South Africa

OP-ED

Trophy Hunting, Part One: The nasty colonial sport of shooting wild animals

Trophy Hunting, Part One: The nasty colonial sport of shooting wild animals
A male white lion, part of a rare white lion pack, in the wild in South Africa. (PHOTO: EPA/LIESL EICHENBERGER)

Trophy hunting has historically been the preserve of colonial, white males. The only thing that has really changed is that the white males are no longer colonials, but come from all over the world to hunt Africa’s wild animals. Their weapons are high-powered, precise, and often a product of developments in military technology. Part one of a two-part series.
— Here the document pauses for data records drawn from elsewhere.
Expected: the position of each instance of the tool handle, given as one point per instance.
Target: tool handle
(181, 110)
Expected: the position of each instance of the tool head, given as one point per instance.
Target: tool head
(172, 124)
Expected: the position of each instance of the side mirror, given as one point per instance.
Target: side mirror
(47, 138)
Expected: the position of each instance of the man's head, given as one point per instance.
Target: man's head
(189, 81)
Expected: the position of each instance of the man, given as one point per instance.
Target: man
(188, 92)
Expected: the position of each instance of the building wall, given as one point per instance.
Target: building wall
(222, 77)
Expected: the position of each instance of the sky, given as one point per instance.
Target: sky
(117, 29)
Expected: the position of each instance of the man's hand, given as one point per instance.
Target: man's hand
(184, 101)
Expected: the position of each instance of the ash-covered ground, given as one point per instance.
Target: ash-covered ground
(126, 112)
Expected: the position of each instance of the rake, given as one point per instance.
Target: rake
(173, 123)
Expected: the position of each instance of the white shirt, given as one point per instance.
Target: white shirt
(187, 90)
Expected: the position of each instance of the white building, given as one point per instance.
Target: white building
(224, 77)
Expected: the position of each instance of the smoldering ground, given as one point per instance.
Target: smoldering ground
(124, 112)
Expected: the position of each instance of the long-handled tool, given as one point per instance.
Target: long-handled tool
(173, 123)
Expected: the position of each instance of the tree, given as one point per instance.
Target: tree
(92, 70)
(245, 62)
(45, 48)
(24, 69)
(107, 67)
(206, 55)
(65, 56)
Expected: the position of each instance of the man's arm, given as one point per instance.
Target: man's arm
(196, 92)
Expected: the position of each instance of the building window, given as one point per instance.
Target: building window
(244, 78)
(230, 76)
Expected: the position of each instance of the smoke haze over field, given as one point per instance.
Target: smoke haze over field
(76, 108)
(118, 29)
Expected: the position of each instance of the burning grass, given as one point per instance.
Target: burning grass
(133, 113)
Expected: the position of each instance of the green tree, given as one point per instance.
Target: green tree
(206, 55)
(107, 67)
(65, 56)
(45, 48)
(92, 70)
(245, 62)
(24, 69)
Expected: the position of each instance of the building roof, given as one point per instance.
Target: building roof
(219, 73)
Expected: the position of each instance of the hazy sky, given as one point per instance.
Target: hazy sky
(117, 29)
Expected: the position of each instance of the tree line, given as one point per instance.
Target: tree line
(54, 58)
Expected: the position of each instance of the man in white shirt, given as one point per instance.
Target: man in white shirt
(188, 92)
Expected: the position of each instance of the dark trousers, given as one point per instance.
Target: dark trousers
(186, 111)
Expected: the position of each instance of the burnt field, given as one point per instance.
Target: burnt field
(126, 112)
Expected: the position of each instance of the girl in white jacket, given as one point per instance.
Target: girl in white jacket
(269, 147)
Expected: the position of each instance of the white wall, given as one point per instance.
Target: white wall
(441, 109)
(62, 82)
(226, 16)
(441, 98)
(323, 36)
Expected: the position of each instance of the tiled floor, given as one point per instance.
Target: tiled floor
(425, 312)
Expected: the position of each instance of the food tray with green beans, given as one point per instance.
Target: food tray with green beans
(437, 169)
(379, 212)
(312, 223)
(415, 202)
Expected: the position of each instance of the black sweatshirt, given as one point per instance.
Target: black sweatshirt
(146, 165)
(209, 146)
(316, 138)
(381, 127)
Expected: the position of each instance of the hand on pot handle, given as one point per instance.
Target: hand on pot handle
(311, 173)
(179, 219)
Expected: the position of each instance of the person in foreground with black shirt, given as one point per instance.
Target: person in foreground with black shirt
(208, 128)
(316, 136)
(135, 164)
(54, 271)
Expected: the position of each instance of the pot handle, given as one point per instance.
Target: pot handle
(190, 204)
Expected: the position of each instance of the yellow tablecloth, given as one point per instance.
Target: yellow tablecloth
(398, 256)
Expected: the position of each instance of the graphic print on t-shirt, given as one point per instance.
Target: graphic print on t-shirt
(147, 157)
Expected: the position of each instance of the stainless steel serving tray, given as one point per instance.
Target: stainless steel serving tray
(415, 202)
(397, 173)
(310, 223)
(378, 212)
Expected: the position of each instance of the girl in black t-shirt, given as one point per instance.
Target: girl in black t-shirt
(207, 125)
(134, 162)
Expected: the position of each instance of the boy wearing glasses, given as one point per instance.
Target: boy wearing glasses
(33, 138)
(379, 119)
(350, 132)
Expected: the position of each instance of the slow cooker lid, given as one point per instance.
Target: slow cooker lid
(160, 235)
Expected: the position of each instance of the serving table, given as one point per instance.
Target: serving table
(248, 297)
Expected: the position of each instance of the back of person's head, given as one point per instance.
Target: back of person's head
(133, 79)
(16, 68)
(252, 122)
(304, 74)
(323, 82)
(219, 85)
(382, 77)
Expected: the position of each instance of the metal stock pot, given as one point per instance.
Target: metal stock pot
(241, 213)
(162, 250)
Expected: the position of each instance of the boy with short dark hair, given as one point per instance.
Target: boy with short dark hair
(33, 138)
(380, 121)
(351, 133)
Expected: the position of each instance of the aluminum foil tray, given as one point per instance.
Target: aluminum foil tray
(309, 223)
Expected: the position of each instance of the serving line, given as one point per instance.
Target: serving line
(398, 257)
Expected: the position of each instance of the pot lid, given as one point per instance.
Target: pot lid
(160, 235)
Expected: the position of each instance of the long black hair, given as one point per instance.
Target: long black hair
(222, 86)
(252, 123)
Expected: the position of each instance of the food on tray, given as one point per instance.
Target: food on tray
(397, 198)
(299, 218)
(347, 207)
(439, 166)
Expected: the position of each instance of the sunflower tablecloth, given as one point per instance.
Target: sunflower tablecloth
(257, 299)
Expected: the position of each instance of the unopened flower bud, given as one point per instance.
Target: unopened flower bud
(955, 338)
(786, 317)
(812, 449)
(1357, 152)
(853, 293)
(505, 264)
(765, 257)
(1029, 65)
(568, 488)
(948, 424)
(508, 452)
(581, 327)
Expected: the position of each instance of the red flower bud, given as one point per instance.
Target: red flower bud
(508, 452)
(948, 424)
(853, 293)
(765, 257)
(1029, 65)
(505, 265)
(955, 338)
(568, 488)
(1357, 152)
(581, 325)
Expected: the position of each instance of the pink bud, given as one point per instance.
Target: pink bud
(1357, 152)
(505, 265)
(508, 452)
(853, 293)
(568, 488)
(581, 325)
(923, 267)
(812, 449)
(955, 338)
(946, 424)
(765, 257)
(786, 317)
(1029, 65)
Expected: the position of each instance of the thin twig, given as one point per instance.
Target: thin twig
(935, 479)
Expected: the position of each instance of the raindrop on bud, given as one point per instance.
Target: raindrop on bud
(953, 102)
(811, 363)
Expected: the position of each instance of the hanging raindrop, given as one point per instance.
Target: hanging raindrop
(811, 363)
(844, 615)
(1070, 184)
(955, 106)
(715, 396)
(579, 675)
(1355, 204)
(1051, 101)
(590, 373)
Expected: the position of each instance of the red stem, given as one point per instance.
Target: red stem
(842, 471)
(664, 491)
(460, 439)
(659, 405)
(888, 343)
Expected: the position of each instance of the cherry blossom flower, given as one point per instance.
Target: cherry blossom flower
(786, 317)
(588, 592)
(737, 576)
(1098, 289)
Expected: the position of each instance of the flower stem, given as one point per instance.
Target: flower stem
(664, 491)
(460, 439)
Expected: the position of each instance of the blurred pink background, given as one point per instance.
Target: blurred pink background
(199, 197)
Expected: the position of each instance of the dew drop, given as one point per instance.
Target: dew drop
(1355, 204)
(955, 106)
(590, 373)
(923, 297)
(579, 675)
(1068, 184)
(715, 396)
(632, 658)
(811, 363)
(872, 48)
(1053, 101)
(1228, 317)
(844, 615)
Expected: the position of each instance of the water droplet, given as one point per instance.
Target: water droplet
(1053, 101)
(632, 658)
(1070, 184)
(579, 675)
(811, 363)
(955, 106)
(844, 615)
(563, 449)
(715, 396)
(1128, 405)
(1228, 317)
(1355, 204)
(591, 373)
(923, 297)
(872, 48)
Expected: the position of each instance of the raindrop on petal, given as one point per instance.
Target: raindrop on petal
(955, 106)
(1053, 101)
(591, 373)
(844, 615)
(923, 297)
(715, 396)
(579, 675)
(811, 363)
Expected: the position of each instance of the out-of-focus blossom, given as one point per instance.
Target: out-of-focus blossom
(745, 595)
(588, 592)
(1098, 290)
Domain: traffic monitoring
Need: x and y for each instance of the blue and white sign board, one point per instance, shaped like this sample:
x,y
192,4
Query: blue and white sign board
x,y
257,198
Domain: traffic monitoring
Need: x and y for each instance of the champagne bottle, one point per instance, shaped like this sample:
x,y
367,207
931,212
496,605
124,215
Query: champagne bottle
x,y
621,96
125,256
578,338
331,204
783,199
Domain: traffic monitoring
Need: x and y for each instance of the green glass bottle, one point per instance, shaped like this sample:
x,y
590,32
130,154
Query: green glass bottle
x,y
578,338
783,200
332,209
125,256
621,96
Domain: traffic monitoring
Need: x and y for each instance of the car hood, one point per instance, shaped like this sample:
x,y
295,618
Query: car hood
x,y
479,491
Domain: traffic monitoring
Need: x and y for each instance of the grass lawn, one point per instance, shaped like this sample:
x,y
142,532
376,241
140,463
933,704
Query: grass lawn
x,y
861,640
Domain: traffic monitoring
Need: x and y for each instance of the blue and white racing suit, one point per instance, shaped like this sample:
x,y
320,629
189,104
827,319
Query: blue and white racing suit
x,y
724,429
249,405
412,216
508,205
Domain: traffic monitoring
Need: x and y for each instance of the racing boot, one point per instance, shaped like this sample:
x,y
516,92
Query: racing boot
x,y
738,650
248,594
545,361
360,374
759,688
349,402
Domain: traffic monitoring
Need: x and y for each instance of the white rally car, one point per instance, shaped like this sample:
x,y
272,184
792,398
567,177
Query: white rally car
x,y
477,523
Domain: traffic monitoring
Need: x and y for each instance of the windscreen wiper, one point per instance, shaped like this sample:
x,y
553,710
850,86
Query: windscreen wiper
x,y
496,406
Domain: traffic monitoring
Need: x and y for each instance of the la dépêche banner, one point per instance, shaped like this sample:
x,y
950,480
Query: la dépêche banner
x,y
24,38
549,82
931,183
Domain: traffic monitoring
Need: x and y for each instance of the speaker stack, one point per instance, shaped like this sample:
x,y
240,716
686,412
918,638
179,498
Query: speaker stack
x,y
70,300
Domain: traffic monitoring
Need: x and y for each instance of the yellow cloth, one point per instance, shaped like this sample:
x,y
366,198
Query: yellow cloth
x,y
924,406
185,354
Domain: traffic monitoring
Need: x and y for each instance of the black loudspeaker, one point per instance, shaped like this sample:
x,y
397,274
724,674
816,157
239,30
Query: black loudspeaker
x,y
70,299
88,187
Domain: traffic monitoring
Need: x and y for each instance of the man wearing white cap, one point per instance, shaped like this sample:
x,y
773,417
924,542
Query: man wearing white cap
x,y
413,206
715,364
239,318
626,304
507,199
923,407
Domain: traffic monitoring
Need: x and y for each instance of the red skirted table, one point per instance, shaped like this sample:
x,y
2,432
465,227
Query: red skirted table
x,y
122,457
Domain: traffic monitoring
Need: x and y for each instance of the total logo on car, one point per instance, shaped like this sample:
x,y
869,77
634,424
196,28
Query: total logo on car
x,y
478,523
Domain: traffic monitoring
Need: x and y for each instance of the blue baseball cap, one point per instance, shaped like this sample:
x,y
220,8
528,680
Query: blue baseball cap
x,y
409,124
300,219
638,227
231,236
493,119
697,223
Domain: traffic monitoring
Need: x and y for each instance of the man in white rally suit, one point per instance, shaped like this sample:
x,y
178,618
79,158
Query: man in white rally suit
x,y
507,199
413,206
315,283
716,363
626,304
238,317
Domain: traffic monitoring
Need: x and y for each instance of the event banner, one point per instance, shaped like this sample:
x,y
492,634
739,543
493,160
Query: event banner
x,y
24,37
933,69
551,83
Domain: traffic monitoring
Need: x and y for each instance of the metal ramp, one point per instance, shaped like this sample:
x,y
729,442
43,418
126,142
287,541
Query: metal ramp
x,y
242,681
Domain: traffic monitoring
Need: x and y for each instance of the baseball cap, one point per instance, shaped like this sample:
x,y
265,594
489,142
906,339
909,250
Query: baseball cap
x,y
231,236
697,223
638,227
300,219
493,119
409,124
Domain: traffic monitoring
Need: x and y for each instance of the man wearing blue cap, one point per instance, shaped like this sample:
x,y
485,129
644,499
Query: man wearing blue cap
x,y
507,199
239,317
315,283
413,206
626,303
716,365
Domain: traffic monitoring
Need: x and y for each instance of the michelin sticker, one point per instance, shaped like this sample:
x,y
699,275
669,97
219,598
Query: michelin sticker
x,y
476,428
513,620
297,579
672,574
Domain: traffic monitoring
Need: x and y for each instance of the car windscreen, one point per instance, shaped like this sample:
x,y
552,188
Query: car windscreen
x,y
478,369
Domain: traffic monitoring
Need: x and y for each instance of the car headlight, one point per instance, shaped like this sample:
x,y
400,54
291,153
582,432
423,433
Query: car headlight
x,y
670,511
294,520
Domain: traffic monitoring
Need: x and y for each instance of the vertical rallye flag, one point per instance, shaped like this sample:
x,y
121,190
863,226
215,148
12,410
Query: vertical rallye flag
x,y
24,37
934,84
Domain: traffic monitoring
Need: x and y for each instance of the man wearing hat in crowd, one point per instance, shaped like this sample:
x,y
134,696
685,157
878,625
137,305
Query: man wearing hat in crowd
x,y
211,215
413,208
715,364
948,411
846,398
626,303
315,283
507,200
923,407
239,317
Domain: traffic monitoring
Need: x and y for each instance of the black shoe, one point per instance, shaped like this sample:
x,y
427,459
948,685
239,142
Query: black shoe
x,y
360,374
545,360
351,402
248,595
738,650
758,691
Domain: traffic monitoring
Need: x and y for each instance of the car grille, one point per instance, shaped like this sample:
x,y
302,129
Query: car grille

The squirrel that you kill in jest, dies in earnest. – Henry David Thoreau

It’s time to take stock of trophy hunting. For most of our existence as Homo sapiens, we have been hunters as well as gatherers. Trophy hunting, however, is something else entirely.

It’s not rooted in our deep, instinctive past, as hunters will often claim, but in the relatively recent conquest of foreign lands and the invention of devices that hurl projectiles from a safe distance.

Sport” hunting is driven, neither by the need for food nor for conservation in a time of the planetary biological collapse, but by money and the desire to hang a reconstructed “conquest” on the wall or walk on its flayed skin in the hallway.

If the membership of hunt clubs is anything to go by, the strange and almost erotic act of pulling the trigger on a beautiful wild animal and watching it thrash out its last breaths in agony is a pastime shared by relatively few, mainly white men.

Who, exactly, are these people depleting the African gene pool of the best-looking and often endangered creatures so essential to the survival of their species? Does their cash, as they claim, really go to the protection of those animals that survive their guns? Is it really sustainable to kill one wild animal to protect another?

The sport incorporates the possibility of losing. But with trophy hunting, the deck is stacked. The industry of death-delivering instruments – a division of the military complex – is vast. It offers beautifully crafted, high-powered rifles with sophisticated telescopic sights so hunters can stay far from their “dangerous” quarry. In some instances, helicopters, microlights, drones and GPS will be used to track target animals.

There’s a wide choice of ordnance designed to penetrate deep or explode into lethal fragments on hitting bone. There are high-performance compound bows and flesh-penetrating arrows from modern iterations of ancient crossbows.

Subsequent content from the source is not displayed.